9. Alternative Approaches

If multicheckbox fails due to internal formatting (e.g., the plugin expects a specific delimiter), try the multiselect type.

  • Type: multiselect
  • Payload: Submit as an array attacker_xss_field[]=<option selected>XSS<script>alert(1)</script></option>.
  • Logic: Since htmlspecialchars is skipped on line 127, the entire option tag or its contents might break out of the <select> container.
  • Delimiter Check: WP-Members often uses | as a delimiter for these fields. Attempting to inject choice1|"><script>alert(1)</script> might be necessary if the plugin flattens the array before processing.
Research Findings
Static analysis — not yet PoC-verified

Summary

The WP-Members Membership Plugin is vulnerable to Stored Cross-Site Scripting via the 'multiselect' and 'multicheckbox' custom profile fields.
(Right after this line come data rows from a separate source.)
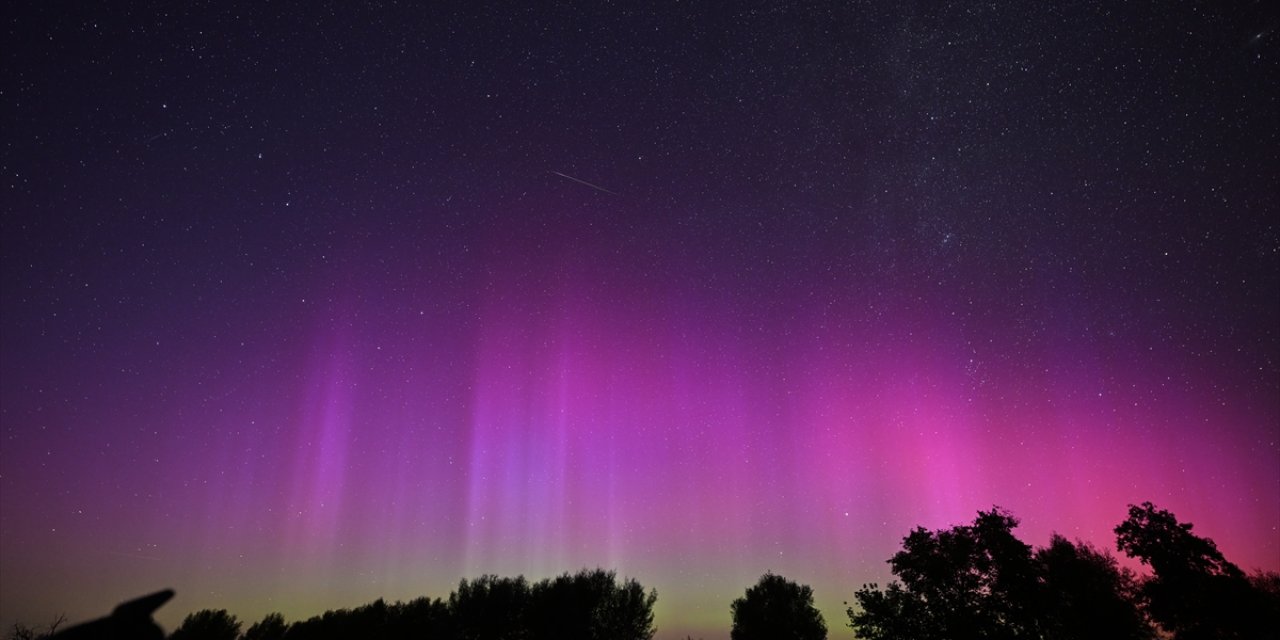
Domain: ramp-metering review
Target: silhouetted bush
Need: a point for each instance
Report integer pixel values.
(777, 608)
(967, 581)
(270, 627)
(1193, 592)
(208, 625)
(1087, 595)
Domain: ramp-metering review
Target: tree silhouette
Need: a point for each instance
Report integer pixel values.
(590, 606)
(777, 608)
(1087, 595)
(1193, 592)
(490, 608)
(208, 625)
(270, 627)
(967, 581)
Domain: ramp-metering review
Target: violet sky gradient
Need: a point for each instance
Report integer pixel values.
(300, 309)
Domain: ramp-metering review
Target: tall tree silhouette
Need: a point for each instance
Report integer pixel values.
(777, 608)
(1087, 595)
(1194, 593)
(967, 581)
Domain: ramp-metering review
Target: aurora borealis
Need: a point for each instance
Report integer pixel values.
(307, 305)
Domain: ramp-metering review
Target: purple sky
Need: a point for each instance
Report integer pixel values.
(306, 306)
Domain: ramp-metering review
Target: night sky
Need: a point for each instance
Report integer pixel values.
(307, 304)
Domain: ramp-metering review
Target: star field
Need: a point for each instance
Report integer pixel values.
(306, 305)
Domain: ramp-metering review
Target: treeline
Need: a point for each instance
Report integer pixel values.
(589, 604)
(969, 581)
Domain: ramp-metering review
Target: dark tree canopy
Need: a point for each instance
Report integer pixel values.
(967, 581)
(1193, 592)
(777, 608)
(490, 608)
(208, 625)
(590, 606)
(270, 627)
(982, 581)
(1087, 595)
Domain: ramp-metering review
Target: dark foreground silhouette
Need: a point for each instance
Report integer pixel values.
(970, 581)
(129, 621)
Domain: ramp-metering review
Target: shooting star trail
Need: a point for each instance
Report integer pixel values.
(584, 182)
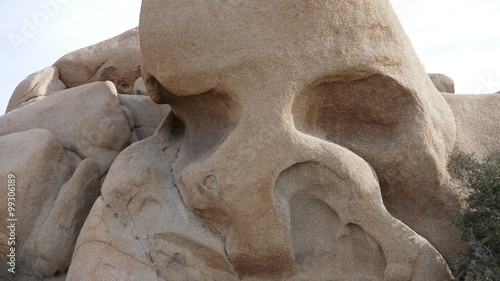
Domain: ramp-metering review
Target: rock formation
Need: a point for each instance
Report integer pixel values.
(293, 140)
(443, 83)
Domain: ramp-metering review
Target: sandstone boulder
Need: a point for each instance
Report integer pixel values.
(117, 60)
(267, 96)
(144, 115)
(443, 83)
(51, 201)
(35, 87)
(141, 224)
(88, 121)
(478, 123)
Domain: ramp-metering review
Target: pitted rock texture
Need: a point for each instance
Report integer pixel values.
(295, 140)
(117, 60)
(35, 87)
(443, 83)
(333, 100)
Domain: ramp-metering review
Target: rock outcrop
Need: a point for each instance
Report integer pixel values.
(292, 141)
(443, 83)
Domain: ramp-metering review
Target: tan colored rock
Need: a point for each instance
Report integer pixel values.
(141, 228)
(478, 123)
(144, 115)
(117, 59)
(87, 120)
(35, 87)
(443, 83)
(51, 203)
(298, 127)
(139, 87)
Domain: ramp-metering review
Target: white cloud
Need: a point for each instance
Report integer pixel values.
(34, 34)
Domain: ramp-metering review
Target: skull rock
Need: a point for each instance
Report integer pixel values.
(304, 120)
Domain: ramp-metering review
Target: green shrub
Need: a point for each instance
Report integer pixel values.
(480, 220)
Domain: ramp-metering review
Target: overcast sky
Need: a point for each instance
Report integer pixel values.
(457, 37)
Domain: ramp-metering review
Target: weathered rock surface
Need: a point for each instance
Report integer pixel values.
(143, 115)
(87, 120)
(149, 231)
(35, 87)
(117, 60)
(443, 83)
(274, 107)
(304, 141)
(52, 202)
(478, 123)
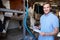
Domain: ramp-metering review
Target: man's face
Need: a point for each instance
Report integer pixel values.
(46, 8)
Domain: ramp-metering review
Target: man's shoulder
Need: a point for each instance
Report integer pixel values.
(42, 16)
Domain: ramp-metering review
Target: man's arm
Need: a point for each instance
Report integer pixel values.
(56, 30)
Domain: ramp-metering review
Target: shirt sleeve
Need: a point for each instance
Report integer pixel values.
(55, 22)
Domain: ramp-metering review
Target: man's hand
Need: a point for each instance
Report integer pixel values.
(42, 34)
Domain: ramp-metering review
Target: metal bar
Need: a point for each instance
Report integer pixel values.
(9, 10)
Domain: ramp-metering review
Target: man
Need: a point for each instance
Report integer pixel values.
(49, 24)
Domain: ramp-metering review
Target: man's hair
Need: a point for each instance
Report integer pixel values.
(47, 3)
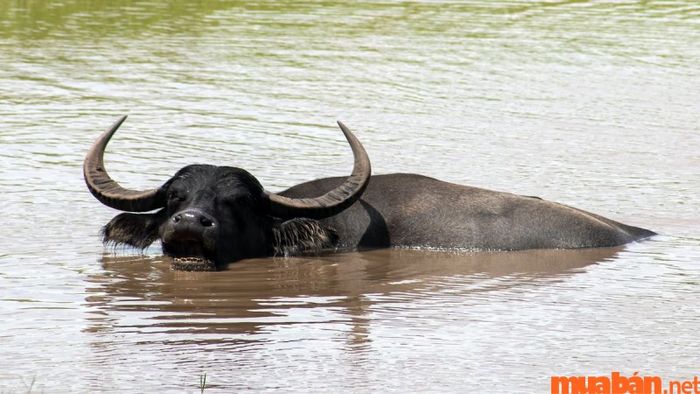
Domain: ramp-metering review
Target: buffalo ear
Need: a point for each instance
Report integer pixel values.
(302, 236)
(138, 230)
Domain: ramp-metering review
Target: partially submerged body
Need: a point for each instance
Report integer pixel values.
(208, 216)
(408, 210)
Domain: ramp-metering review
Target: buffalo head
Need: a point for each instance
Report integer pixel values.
(206, 216)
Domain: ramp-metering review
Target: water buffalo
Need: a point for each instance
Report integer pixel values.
(207, 216)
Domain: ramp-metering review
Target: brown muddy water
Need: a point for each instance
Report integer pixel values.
(594, 104)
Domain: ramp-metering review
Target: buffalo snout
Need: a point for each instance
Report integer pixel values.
(190, 225)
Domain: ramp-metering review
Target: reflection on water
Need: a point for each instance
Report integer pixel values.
(336, 300)
(252, 294)
(590, 103)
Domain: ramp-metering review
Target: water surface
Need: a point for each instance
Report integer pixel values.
(594, 104)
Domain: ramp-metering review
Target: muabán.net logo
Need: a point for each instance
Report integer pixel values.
(619, 384)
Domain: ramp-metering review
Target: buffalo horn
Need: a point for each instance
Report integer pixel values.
(336, 200)
(108, 191)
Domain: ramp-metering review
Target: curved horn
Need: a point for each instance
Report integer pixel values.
(105, 189)
(336, 200)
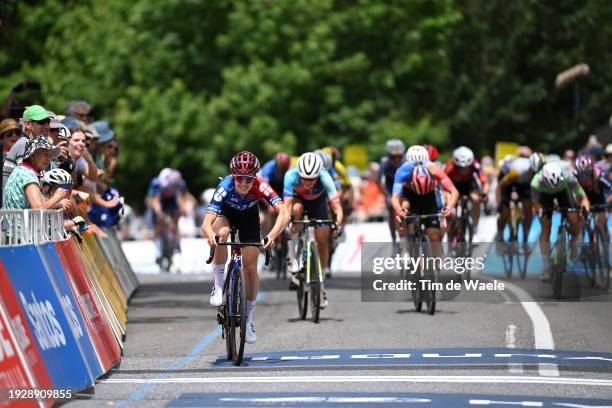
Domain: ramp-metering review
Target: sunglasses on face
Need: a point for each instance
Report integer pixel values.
(11, 133)
(244, 179)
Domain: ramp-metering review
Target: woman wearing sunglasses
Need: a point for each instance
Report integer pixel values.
(9, 133)
(234, 204)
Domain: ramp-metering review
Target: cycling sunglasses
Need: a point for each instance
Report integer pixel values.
(11, 133)
(244, 179)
Authenticated attackers with Subscriber-level access can inject malicious scripts into these fields, which are then rendered unescaped when an administrator views the user's profile in the dashboard.

Vulnerable Code

// includes/class-wp-members-user-profile.php lines 125-127
$val = get_user_meta( $user_id, $meta, true );
$val = ( $field['type'] == 'multiselect' || $field['type'] == 'multicheckbox' ) ? $val : htmlspecialchars( $val );

---

// includes/class-wp-members-user-profile.php lines 387-388
} elseif ( $field['type'] == 'multiselect' || $field['type'] == 'multicheckbox' ) {
	$fields[ $meta ] = ( isset( $_POST[ $meta ] ) ) ? implode( $field['delimiter'], wp_unslash( $_POST[ $meta ] ) ) : '';

Security Fix

--- /home/deploy/wp-safety.org/data/plugin-versions/wp-members/3.5.4.3/includes/class-wp-members-user-profile.php	2025-06-07 14:33:32.000000000 +0000
+++ /home/deploy/wp-safety.org/data/plugin-versions/wp-members/3.5.4.4/includes/class-wp-members-user-profile.php	2025-12-12 18:11:46.000000000 +0000
@@ -385,7 +385,7 @@
 			} elseif ( $field['type'] == 'checkbox' ) {
 				$fields[ $meta ] = wpmem_get_sanitized( $meta, '' ); // ( isset( $_POST[ $meta ] ) ) ? sanitize_text_field( $_POST[ $meta ] ) : '';
 			} elseif ( $field['type'] == 'multiselect' || $field['type'] == 'multicheckbox' ) {
-				$fields[ $meta ] = ( isset( $_POST[ $meta ] ) ) ? implode( $field['delimiter'], wp_unslash( $_POST[ $meta ] ) ) : '';
+				$fields[ $meta ] = ( isset( $_POST[ $meta ] ) ) ? implode( $field['delimiter'], wpmem_sanitize_array( $_POST[ $meta ] ) ) : '';
 			} elseif ( $field['type'] == 'textarea' ) {
 				$fields[ $meta ] = wpmem_get_sanitized( $meta, '', 'post', 'textarea' ); // ( isset( $_POST[ $meta ] ) ) ? sanitize_textarea_field( $_POST[ $meta ] ) : '';
 			}

Exploit Outline

1. Authentication: Log in as a Subscriber-level user. 2. Target Discovery: Identify a custom user profile field of type 'multiselect' or 'multicheckbox' that is editable by users. 3. Payload Crafting: Prepare a JavaScript payload designed to break out of HTML attributes, such as `"><script>alert(document.domain)</script>`. 4. Nonce Acquisition: Access the profile update page (e.g., `/wp-admin/profile.php`) and extract the `_wpnonce` value from the form. 5. Injection: Submit a POST request to the profile update endpoint, passing the payload inside an array for the targeted field (e.g., `attacker_field[]="><script>alert(1)</script>`). 6. Execution: An administrator views the attacker's user profile in the WordPress dashboard (e.g., `/wp-admin/user-edit.php?user_id=[ATTACKER_ID]`). The unsanitized payload is rendered directly into the HTML source, executing the script in the admin's session.